Critical evaluation and analysis of argument

The battle between the pro-choice and pro-life is everlasting and hence becomes an ethical dilemma. The teleological approach claims that the decisions to undertake an abortion depend on the consequences. The theory is based on utilitarianism, an approach that argues that there is nothing like a universal basis for determining wrong or right (Lazar and Seth 590). The main idea behind the teleological theory, therefore, is the utility principle which focuses on consequences of action and thus killing an innocent life may be right or wrong depending on the circumstance. Therefore, the theory focuses on a selfish point of view about the situation.

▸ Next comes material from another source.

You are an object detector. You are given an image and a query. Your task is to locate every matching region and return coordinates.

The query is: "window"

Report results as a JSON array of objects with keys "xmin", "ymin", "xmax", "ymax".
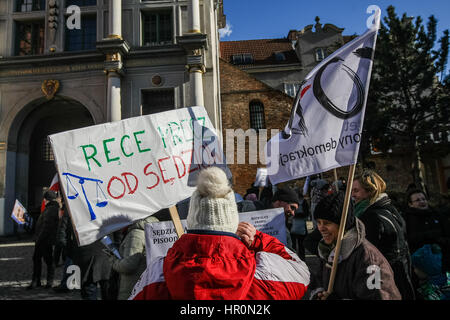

The deontological theory insists that there are specific systems of duties and that the perfect ones should always be followed regardless of the situations. As postulated by Lazar and Seth (600) one of the ideal responsibilities include not killing an innocent being, and a pregnant woman’s case applies in the context that there is a life inside her body. The theory argues that immediately a woman conceives, a child is no longer one of her body tissues but a separate individual. Therefore, abortion means killing that independent individual. The criticism of this approach, however, is that after conception, there is cell formation with little tissues and it’s normal for cells to be created and distorted in our bodies.

Both theories present varying viewpoints, and it is hard to choose the approach that can be regarded ethical. There exists a variety of reasons why a woman would want to terminate a pregnancy for instance if she was raped, if the pregnancy would disrupt her life goals and purpose, if she has an unusual disease that could be passed on to the child or even to prevent the birth of a strange kid. The reason why most of the individuals find abortion ethically problematic is apparent and revolve around life values or religion (Dickens and Bernard 182). However, the truth remains that every human being has the right to decide how to perceive and feel about abortion and the central dilemma is whether to choose the pro-life or the pro-choice view.

My Position

I believe that every woman has the right over their body and thus should choose whether to abort or not. Some scenarios justify the choice to abort but are always rendered meaningless by women who are just careless and decide to abort due to irresponsibility. An excellent example of such women include the teens who ignore the consequences of unsafe sex, merely because they know abortion could serve as a contraception method. The utilitarian approach in the teleological theory puts into consideration that utility of the unborn child and allow women to have an abortion in case they make mistakes or if their health is at risk. On the other hand, the deontological approach is against abortion and urges an individual to follow a particular system of duties.

I believe abortion can be ethical only if the choice is not taken for granted. I think that abortion is s choice and the philosophical theories can be supported or ignored depending on one’s perception. While making a decision of this kind then the ethicality of that matter can only be left to the individual.

Works Cited

Dickens, Bernard M. “Ethical and legal aspects of noninvasive prenatal geneticdiagnosis.” International Journal of Gynecology & Obstetrics 124.2 (2014): 181-184.

Lazar, Seth. “Deontological Decision Theory and Agent-Centered Options.” Ethics 127.3 (2017):579-609.

Russell, Gregory. “Pro-Life, Pro-Choice, and Prospects for Common Values.” Radical Conflict:Essays on Violence, Intractability, and Communication (2016): 251.